The problem came with the “who and how” for publishing. Who would be interested and how would I find them? I submitted a blurb in a contest and wound up being asked to submit the full manuscript, but that resulted in something less than a satisfying experience for me. It wasn’t about being rejected, but it was about a level of arrogance on an executive editor’s part that was uncalled for. That’s a story of its own. But take a look around and what you’ll find is that there are very few print publishers who accept unsolicited manuscripts and finding an agent is its own unique search.
What I’m not interested in, is being treated like a commodity. The simple truth is that I prefer to be responsible for my own destiny. Even in the military, I was frequently in one-deep positions. I had a boss, but I worked alone for the most part. My time was my own, and my responsibility was to accomplish my assigned duties. Being an author is a lot like that. I don’t need someone else to impose deadlines and restrictions – I’ll do it myself.
It’s also not about being able to work with someone. I’m quite capable of getting along with others – most of the time. And, for the record, I’m not afraid of criticism. There are about ten people who beta-read for me, and trust me on this, they are not afraid to criticize me. Sometimes I wish they were. I listen to them (they’re smart people) but in the end, the person who decides what goes in is me. That’s why I’m careful to only work with people who I respect. The coolest thing about being on my own – I chose my own editor (poor Marcia is regretting that one), my cover designer, and the rest of my team. Also for the record – I love my team.
There are two other reasons for me to do it this way. They go hand-in-hand with each other.
Marketing and earnings.
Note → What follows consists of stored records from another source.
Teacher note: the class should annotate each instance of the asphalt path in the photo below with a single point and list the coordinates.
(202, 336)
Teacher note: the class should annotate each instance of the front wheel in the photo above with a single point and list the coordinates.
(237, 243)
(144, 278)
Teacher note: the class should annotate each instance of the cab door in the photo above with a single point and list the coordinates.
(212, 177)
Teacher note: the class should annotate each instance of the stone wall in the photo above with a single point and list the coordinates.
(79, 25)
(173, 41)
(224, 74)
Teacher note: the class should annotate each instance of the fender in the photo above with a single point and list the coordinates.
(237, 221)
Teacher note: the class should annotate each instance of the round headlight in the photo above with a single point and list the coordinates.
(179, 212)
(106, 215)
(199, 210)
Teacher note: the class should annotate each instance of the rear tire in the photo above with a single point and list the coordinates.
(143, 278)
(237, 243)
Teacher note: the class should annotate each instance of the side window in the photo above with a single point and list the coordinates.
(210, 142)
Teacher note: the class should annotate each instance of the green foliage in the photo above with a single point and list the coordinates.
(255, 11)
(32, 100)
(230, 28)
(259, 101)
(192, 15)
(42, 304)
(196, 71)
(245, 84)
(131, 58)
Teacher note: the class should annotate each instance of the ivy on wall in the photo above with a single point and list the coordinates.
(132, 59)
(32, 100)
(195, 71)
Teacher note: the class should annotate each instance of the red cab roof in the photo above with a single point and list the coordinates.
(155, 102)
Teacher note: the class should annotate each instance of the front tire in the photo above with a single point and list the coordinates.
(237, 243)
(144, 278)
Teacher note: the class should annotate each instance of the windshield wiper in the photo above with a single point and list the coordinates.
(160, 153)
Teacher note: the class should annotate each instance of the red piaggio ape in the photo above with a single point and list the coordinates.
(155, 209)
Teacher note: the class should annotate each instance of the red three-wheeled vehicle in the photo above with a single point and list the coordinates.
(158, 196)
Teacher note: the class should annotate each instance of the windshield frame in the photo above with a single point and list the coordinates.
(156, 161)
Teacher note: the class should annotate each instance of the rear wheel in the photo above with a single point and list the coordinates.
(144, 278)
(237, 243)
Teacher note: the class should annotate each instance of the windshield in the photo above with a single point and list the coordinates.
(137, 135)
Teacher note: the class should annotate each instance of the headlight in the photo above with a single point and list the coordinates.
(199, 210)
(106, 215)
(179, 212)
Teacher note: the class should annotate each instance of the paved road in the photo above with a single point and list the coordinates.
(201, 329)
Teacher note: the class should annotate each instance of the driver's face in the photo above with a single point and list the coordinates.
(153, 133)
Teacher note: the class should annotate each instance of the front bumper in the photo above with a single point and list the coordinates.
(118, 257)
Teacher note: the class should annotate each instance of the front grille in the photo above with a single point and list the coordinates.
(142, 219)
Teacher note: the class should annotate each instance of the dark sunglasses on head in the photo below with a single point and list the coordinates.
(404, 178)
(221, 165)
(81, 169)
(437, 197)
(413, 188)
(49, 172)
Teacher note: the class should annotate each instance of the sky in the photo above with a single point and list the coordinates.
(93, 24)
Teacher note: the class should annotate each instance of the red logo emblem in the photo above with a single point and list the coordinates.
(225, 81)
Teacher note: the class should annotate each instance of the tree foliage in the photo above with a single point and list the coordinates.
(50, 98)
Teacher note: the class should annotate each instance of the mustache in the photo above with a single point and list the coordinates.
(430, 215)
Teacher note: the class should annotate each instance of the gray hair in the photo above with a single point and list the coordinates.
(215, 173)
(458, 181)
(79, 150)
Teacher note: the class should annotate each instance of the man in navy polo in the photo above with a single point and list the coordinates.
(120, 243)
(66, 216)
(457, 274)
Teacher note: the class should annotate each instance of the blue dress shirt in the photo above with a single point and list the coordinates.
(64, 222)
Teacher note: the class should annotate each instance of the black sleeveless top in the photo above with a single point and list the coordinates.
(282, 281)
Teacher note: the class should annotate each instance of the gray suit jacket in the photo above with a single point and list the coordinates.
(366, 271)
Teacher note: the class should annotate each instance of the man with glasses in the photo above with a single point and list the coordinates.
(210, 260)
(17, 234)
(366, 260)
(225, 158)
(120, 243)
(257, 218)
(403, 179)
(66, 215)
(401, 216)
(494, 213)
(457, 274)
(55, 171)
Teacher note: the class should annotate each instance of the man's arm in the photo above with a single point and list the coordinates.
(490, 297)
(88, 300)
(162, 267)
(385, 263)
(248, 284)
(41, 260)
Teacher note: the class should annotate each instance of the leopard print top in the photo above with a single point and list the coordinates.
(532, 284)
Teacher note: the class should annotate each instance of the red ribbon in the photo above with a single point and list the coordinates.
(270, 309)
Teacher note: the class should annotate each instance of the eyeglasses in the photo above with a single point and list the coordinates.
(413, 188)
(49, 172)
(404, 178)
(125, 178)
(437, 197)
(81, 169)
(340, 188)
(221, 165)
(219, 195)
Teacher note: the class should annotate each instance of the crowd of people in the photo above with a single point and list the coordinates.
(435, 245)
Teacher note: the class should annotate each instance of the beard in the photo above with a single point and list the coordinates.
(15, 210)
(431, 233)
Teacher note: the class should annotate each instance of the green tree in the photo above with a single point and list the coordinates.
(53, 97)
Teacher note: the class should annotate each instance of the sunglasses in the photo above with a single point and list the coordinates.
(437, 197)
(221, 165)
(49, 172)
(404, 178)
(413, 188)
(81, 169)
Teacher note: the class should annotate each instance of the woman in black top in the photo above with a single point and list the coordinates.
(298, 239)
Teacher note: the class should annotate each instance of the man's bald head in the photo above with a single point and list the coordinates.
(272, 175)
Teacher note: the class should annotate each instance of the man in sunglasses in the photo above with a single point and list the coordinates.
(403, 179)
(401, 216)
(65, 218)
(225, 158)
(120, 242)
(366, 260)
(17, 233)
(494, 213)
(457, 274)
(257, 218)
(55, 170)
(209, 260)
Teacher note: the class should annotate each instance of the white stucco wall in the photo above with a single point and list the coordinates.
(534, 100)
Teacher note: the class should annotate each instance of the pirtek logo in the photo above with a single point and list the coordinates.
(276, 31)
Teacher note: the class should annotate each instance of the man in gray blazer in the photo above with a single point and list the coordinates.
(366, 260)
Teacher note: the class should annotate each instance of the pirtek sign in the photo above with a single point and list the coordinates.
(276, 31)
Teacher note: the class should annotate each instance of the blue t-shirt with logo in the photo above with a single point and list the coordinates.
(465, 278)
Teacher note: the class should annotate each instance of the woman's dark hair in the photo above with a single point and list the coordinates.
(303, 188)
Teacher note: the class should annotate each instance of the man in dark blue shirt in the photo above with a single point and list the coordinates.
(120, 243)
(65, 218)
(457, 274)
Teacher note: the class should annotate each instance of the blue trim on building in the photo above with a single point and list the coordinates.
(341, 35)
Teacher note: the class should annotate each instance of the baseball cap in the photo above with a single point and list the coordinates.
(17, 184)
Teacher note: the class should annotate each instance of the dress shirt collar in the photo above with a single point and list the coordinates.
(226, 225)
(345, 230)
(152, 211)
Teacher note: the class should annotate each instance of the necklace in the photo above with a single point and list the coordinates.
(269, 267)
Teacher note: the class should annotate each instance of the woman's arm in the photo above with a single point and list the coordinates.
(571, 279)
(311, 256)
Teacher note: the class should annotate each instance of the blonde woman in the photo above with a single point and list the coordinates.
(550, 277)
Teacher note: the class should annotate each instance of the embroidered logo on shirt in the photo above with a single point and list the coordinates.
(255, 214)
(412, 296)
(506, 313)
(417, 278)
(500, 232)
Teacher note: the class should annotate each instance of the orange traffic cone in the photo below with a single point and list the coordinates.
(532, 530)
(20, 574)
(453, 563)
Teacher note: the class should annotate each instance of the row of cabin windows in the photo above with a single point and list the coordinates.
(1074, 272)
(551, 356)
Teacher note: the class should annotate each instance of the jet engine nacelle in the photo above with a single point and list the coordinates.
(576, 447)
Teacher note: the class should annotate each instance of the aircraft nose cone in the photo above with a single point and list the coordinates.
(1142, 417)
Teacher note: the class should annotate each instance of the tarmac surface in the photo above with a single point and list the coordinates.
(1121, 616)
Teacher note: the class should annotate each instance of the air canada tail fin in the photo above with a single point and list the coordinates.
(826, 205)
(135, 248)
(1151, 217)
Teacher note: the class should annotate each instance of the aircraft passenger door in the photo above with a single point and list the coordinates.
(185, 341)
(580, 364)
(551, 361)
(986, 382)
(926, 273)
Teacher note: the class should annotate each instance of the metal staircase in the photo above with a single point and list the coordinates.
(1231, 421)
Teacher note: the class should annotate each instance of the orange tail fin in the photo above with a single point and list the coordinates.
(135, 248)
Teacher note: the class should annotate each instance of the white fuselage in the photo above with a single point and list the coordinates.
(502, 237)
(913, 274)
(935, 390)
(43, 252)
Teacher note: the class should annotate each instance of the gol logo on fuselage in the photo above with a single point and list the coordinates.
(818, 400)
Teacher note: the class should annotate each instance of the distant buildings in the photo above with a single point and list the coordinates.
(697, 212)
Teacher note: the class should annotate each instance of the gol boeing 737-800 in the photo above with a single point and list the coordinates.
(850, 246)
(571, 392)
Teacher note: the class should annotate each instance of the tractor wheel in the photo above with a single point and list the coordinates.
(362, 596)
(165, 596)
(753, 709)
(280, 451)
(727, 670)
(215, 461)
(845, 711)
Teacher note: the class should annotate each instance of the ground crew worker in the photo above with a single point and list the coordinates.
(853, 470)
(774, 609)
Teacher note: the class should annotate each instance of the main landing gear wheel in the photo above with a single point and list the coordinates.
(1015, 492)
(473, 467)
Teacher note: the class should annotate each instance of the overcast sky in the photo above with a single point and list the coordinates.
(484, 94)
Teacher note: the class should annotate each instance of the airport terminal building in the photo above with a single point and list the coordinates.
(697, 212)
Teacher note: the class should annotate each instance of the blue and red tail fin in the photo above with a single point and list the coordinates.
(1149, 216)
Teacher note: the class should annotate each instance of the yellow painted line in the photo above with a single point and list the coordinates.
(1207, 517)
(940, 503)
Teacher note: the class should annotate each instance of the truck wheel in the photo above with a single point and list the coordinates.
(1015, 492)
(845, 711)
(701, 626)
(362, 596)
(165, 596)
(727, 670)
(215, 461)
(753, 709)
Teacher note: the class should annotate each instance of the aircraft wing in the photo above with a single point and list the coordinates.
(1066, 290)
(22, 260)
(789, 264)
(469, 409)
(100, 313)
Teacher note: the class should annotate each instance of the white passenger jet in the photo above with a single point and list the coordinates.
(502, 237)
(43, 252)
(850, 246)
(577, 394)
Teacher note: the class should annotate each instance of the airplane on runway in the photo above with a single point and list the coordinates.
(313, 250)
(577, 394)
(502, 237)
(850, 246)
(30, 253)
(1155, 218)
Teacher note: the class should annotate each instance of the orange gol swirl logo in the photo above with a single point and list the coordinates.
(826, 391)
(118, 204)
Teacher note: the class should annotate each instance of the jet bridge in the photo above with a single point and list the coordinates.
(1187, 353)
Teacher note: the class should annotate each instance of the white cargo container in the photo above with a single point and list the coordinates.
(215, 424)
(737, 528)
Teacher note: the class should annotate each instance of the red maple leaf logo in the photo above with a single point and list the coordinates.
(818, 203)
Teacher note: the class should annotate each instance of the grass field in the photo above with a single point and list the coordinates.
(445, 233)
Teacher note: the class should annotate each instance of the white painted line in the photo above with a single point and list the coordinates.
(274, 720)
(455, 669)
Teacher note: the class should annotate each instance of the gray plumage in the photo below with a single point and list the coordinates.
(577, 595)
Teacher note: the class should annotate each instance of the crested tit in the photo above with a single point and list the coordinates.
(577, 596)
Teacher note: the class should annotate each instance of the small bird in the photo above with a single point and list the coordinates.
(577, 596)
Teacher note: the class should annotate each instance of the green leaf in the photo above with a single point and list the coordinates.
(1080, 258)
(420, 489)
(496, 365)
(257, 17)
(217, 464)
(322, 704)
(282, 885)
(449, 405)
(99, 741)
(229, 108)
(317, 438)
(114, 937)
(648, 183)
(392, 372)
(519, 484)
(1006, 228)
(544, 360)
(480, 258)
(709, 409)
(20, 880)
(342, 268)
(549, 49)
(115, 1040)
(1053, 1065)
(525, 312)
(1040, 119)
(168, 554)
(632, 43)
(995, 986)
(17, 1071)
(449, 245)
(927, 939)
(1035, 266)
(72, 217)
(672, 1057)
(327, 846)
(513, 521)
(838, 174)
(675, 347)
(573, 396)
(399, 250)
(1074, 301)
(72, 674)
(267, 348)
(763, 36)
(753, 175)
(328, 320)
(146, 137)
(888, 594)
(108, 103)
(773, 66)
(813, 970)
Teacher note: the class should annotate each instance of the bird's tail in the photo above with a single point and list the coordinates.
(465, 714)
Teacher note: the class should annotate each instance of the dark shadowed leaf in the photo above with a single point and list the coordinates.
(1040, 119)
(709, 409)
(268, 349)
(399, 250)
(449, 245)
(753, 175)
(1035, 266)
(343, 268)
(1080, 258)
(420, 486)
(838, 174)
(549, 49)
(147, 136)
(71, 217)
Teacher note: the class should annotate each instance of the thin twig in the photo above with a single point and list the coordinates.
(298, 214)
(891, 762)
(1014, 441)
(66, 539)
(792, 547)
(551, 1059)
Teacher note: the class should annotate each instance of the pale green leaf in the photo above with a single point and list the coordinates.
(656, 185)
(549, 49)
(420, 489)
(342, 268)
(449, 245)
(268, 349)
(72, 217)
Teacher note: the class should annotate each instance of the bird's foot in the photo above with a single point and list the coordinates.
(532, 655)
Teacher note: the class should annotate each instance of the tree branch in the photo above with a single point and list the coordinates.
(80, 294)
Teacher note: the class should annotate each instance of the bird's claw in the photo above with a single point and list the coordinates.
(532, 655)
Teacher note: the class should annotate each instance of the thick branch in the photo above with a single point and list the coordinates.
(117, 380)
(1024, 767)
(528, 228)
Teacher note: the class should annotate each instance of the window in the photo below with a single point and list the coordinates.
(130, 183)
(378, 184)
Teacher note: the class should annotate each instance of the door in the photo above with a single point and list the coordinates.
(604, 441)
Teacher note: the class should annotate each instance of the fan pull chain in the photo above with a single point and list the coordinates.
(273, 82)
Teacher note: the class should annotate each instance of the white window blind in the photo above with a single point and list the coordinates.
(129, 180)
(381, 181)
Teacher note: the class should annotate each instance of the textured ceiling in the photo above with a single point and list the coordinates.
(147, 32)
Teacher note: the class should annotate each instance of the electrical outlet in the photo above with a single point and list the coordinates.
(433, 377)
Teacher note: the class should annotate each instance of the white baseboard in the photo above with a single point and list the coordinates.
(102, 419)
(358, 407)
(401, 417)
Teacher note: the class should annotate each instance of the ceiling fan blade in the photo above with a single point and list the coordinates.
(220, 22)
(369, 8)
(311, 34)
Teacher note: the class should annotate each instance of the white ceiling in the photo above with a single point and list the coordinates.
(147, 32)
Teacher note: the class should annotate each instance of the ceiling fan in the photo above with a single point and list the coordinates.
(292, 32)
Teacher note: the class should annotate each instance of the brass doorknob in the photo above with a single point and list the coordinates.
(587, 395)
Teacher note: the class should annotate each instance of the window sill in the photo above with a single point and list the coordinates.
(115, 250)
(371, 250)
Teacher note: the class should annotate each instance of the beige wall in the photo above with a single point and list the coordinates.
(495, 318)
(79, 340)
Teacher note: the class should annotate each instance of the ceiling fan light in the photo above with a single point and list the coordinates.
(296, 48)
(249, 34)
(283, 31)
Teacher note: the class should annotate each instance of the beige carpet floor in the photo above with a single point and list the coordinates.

I’m watching wonderful authors who have traditional publishers, and they are working their butts off to market their own books. If I’m going to work that damn hard, then I want to keep a little more of the money. Hold your mail – if you’re happy with your publisher, then I’m happy for you! It’s not about you and your deal – this is about what makes me happy.
So as always, I’ll go my own way. Being on my own, writing what I want to write, selling less, but making more on what I do sell, and working with a team of people that I respect and love. For me, it simply doesn’t get any better than that.